Dans son film, le réalisateur new-yorkais originaire d'Harlem, opère surtout une triangulation entre la pensée de Fanon, les actes de violence racistes qui ont marqué les Etats-Unis ces dernières années et la violence coloniale exercée en Algérie dans les années cinquante.

En croisant ces temporalités et ces espaces, Rico Speight s'attache à démontrer que la violence se perpétue à travers des dispositifs de pouvoir aussi bien coloniaux que raciaux et qu'elle s’exerce toujours contre le plus faible, le dominé.

Le réalisateur compose son propos: il fait circuler la parole, hachure les zones blanches, hâle les images, traque l'inadmissible, poétise le portrait, convoque l'archive ainsi les vidéos partagées sur les réseaux sociaux, heurte la sensibilité du spectateur pour exprimer la complexité de la situation et faire sentir l’urgence sociale et humaine d'orienter le regard vers des destins voués au racisme et à la violence.

En surimpression, le visage de Frantz Fanon s'imprime sur certains plans du film, invitant sa pensée à dialoguer avec le présent, à hanter le réel et à en révéler les fractures et les douleurs infinies.

Le film se veut un manifeste antiviolence porté par une volonté explicite de mettre fin à l'asservissement de l'homme par l’homme. 

En donnant à voir des cas de meurtres racistes commis par des policiers à l’encontre de citoyens afro-américains — George Floyd, Michael Brown, Trayvon Martin, entre autres — et les manifestations massives qu'ils ont suscitées, le film dénonce un racisme profondément enraciné, qui ne reconnaît pas dans la peau noire un corps citoyen, mais un corps suspect.
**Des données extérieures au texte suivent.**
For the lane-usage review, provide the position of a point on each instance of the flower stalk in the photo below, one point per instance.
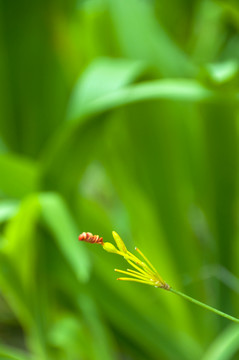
(143, 271)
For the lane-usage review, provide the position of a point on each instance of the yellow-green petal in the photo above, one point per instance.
(119, 242)
(110, 248)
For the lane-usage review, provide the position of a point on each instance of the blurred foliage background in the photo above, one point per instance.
(118, 114)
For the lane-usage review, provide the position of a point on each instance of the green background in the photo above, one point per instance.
(118, 115)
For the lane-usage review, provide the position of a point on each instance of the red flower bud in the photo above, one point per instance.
(93, 239)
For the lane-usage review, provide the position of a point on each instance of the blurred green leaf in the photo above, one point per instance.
(225, 346)
(14, 167)
(57, 217)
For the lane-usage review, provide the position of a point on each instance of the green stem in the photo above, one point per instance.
(229, 317)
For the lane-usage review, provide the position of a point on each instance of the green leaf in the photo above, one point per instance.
(19, 175)
(60, 222)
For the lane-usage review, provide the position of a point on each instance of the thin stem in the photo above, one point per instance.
(218, 312)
Les policiers étouffent, ligotent, braquent leurs armes et tirent à bout portant, de sang-froid, comme si le corps noir était d’emblée coupable.
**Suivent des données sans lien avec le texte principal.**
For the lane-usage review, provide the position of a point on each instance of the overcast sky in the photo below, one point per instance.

Les vidéos de ces crimes racistes obsèdent Speight : il les montre et les remontre parce que la négation de l’homme par l’homme est insoutenable. Aucune conscience, aucun esprit libre ne devrait s’y résigner. En réinvestissant ces images violentes, le réalisateur exprime aussi le refus de leur banalisation et les inscrits dans un registre autre que celui de l’information : elles deviennent symptomatiques d’une société racialisée.

C’est dans cette perspective que Rico Speight invite à une analyse de ces actes odieux à la lumière de l’œuvre de Fanon qui dénonce la violence d'un racisme où le corps noir, enfermé dans un « schéma épidermique » (concept développé par Fanon dans Peau noire, masques blancs), est perçu comme un danger avant d’être reconnu comme un être humain.
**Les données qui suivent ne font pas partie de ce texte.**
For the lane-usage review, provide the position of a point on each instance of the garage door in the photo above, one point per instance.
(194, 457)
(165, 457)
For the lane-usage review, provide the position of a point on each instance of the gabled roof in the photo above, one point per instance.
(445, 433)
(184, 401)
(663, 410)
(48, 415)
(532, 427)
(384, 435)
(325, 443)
Après les films de Abdenour Zahzah (Franz Fanon), de Mehdi Lallaoui (Sur les traces de Frantz Fanon) et de Jean-Claude Barny (Fanon), œuvres consacrées récemment au militant, écrivain et psychiatre Frantz Fanon, c’est au tour du réalisateur américain Rico Speight d’apporter un nouveau regard sur la pensée de Fanon, un regard qui conjugue les violences insupportables d’hier et d’aujourd’hui.